Posts How to Fix LLDB: Couldn't IRGen Expression
Post
Cancel

How to Fix LLDB: Couldn't IRGen Expression

A few weeks ago, we started receiving support tickets with reports that people can’t use the lldb debugger anymore after integrating PSPDFKit. Instead of printing an object, they get Couldn't IRGen expression, no additional error. That’s obviously not great, and trying to understand what’s wrong here led me down a rabbit hole worth sharing.

Analysis

The debugger from Xcode 11.5 (11E608c) fails to print information about variables using the po, p, or e commands.

Example command: po window Result: error: Couldn't IRGen expression, no additional error

Why didn’t we see this before? All our examples work, as they use the new xcframework format — and for some reason, everything works when using XCframeworks.1 We also only recently started to use Swift in our SDK, after Swift’s ABI became stable.

Let’s see what works and what doesn’t:

  • ✅ Creating an example with xcframework (this is the format we distribute).
  • ✅ Mixed Obj-C/Swift example via framework, xcframework, CocoaPods, or Carthage.
  • ❌ Creating a custom example with framework.
  • ❌ Swift-only example via CocoaPods or Carthage.
  • ❌ Swift-only example via CocoaPods using xcframework.

⚠️ Testing here is extremely tricky; Apple saves absolute paths in the binary, so if you happen to have the same username on the build machine and your test machine, it might work, but it fails somewhere else. It also seems that LLDB uses the shared module cache, so you need to delete DerivedData on every run. And (see later in this article), where you store the example and which other files you store also play into this — dare I say, this was extremely confusing and frustrating to debug.

I ended up creating a fresh virtual machine with a generic username with snapshots to ensure correct reproducibility. We also enabled BUILD_LIBRARY_FOR_DISTRIBUTION between the current release (9.3.3) and the upcoming version (9.4), which was another variable factor, but seems not to contribute to these test results.

In mixed-mode projects, debugging works, but LLDB complains:

1
2
3
4
5
6
7
(lldb) po window
warning: Swift error in fallback scratch context: error: failed to load module 'PSPDFSimple'


note: This error message is displayed only once. If the error displayed above is due to conflicting search paths to Clang modules in different images of the debugged executable, this can slow down debugging of Swift code significantly, since a fresh Swift context has to be created every time a conflict is encountered.

<UIWindow: 0x7fbd5d59a160; frame = (0 0; 375 667); hidden = YES; gestureRecognizers = <NSArray: 0x600001ad5dd0>; layer = <UIWindowLayer: 0x600001565ac0>>

We found a workaround on Stack Overflow that adds one Objective-C class and a bridging header to your project. (See this KB article on PSPDFKit.com.)

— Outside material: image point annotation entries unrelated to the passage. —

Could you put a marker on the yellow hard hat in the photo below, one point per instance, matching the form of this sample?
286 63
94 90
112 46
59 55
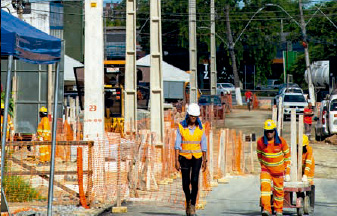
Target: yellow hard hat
43 109
305 140
269 125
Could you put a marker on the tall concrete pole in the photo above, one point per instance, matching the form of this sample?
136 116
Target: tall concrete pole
193 51
306 53
130 93
232 53
50 87
156 75
213 52
93 90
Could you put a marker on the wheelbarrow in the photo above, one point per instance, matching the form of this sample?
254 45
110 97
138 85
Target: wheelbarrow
299 195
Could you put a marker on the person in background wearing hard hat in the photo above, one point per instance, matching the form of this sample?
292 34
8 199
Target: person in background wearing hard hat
274 156
308 113
44 134
308 162
308 168
10 126
190 154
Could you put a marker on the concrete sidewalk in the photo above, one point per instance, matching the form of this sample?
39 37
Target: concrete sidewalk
240 197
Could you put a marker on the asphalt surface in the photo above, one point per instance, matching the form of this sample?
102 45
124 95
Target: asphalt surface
241 197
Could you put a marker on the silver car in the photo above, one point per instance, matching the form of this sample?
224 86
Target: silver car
293 100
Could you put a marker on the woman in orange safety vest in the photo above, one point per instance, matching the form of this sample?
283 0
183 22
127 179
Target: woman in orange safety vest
190 154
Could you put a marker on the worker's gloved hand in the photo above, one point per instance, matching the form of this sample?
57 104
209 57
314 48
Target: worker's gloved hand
177 165
204 165
304 178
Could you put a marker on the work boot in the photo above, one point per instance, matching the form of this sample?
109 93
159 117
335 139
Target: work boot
193 213
188 208
265 213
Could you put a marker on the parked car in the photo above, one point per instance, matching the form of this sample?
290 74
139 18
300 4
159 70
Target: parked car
327 121
285 85
287 90
293 100
215 100
271 84
225 88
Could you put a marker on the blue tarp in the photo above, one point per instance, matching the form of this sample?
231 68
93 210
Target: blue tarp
27 43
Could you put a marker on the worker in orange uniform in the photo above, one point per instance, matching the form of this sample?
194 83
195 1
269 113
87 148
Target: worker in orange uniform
274 156
44 134
308 168
190 154
10 126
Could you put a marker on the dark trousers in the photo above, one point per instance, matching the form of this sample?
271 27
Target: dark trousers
190 176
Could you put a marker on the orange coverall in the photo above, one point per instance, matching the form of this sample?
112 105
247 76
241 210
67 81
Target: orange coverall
308 167
275 162
44 134
10 127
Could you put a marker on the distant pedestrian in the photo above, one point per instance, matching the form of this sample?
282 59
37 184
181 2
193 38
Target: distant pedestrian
190 154
308 114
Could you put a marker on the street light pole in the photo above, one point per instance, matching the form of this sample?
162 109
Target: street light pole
306 53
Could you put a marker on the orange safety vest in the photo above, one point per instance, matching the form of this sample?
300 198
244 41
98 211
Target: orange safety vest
43 129
191 143
274 158
308 164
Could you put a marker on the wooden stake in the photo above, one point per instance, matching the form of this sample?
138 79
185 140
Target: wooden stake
251 155
211 170
293 137
274 118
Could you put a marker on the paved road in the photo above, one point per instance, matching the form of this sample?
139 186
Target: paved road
241 197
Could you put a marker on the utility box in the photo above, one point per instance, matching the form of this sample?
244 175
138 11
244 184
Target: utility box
31 93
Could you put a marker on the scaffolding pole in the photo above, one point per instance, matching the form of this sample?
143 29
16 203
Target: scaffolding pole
156 75
130 92
213 52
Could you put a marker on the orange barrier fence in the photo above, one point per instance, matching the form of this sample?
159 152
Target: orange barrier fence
122 167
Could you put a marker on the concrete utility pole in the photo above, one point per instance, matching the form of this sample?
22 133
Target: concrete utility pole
50 88
306 53
213 52
94 88
193 51
156 75
232 53
130 93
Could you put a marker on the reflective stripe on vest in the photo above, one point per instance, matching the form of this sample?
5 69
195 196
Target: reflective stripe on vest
191 143
191 151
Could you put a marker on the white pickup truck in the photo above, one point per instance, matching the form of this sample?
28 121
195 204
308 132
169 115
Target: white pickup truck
327 118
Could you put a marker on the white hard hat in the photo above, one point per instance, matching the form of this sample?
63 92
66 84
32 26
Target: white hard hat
193 109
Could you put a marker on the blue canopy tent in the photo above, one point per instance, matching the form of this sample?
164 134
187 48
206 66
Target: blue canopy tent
24 42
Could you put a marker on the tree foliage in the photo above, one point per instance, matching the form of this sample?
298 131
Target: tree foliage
259 42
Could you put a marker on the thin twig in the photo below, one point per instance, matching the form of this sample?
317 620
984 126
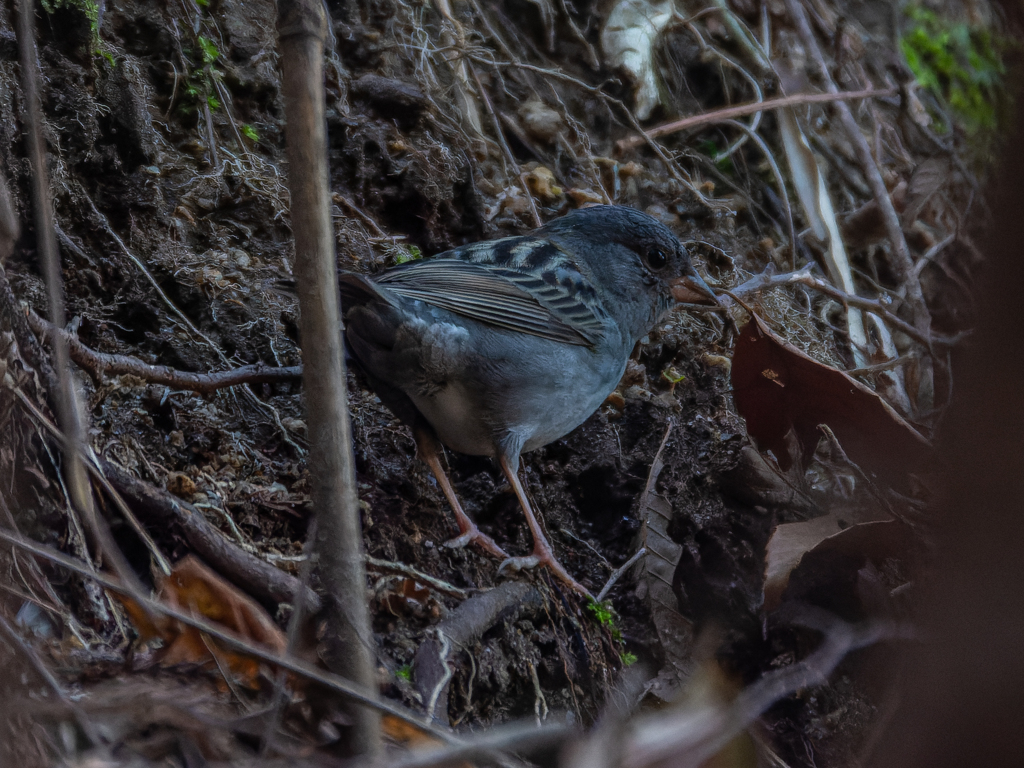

We reported this bug as FB7718242 to Apple.

Understanding the Issue

The workaround is acceptable, but we wanted to better understand what the issue here is, as well as be prepared in case this workaround stops working. Debugging is essential, so this is worth understanding properly.

On the linked Stack Overflow workaround, there’s an interesting comment:

There is currently a hard requirement that the version of the swift compiler you use to build your source and the version of lldb you use to debug it must come from the same toolchain. Currently the swift debug information for types is just a serialization of internal swift compiler data structures. It also depends on local path information, which makes it hard to move around. There is a longer term effort to change that design, but for now you have to rebuild all your binaries every time you update your tools, and you can’t use pre-built binaries. — Jim Ingham, Apple Engineer

We found SR-12783, which explains the problem and is also marked as resolved. The OP used the binary Instabug SDK, which is partially written in Swift: a situation very similar to ours.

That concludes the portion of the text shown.